Academic Audit Committee Directors, Tax Governance, and Corporate Tax Avoidance
Keywords:
Academic directors, Audit committee, Tax governance, Tax avoidance, Corporate GovernanceAbstract
Purpose – This paper investigates the degree to which academic members of audit committees influence corporate tax avoidance via internal governance mechanisms.
Design/methodology/approach – Structural equation modeling is applied in testing direct, mediating and antecedent governance relationships with findings reported.
Findings – The results indicate that academic financial experts serving on audit committees are related to lower levels of corporate tax avoidance. This relationship is basically indirect and works through a higher quality of tax governance, consisting in better law, high control risk oversight and more transparency. The findings suggests that academic directors primarily act as effective monitors rather than advisers in the context of tax planning. Stronger tax governance, for its part, limits managerial discretion in tax decisions and discourages aggressive-taxing behavior. Moreover, the analysis also implies that governance-related mechanisms largely contribute to determine tax policies, especially in cases where inside monitoring is essential.
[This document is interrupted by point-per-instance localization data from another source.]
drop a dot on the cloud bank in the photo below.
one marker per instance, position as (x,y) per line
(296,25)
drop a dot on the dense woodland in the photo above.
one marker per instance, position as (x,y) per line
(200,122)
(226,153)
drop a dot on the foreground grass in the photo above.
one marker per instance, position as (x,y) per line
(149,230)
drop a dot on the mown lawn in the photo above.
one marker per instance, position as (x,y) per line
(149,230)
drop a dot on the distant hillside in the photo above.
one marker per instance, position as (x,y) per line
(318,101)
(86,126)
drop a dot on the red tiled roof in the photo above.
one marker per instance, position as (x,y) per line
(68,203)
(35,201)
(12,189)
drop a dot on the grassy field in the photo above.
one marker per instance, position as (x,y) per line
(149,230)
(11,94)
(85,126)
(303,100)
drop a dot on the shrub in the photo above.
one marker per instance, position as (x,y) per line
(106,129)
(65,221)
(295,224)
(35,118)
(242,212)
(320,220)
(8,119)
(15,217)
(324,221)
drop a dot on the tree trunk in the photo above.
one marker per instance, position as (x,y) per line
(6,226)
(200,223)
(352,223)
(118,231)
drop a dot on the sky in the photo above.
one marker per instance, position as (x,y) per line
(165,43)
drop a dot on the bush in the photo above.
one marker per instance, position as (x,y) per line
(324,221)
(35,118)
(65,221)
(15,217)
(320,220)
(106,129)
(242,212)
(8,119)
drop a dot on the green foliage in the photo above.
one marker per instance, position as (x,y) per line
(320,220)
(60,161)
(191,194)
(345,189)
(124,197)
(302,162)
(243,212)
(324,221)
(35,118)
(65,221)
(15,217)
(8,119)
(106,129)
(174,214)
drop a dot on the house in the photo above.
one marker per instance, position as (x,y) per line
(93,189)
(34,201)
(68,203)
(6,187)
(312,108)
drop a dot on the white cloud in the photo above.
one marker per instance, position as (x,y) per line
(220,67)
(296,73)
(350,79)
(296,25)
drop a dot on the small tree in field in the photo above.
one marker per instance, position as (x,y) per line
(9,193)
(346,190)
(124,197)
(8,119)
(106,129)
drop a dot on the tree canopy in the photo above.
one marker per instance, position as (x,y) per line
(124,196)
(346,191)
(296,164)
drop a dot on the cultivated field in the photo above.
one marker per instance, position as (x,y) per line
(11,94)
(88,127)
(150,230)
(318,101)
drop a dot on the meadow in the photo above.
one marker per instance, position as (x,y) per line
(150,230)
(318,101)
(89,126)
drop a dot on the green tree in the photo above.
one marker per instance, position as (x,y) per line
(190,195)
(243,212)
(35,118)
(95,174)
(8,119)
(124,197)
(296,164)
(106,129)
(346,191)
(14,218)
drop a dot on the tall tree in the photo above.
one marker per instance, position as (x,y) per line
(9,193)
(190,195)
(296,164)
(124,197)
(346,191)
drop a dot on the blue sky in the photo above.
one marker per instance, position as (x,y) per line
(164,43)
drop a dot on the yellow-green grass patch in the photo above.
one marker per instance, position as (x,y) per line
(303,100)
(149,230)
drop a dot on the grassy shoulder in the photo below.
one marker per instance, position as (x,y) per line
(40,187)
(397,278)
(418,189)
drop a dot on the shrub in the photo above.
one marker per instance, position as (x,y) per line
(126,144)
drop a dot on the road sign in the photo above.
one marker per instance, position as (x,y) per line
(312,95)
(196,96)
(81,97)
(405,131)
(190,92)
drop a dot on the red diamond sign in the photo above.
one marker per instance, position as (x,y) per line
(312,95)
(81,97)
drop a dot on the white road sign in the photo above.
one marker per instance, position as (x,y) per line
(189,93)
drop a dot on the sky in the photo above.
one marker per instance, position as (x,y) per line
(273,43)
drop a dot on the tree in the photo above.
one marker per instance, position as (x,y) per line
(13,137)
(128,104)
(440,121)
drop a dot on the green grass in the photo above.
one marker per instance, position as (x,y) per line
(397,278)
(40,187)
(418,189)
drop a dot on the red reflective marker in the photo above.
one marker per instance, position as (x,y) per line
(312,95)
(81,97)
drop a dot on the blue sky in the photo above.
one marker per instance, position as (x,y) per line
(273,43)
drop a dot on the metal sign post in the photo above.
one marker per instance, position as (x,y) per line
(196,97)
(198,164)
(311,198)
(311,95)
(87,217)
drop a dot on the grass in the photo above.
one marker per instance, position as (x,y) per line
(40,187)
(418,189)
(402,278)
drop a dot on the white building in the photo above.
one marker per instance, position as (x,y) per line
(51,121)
Originality/value – We contribute to the tax avoidance literature by incorporating tax governance quality as an intervening factor between audit committee members with accounting expertise and tax outcomes. It contributes to the existing literature on board heterogeneity by emphasizing the unique contribution of academic directors in governance-sensitive areas such as taxation.
Research Implications – The findings highlight the significance of expertisebased AC composition and have implications for regulating corporate tax behaviours towards more responsible and transparent governance.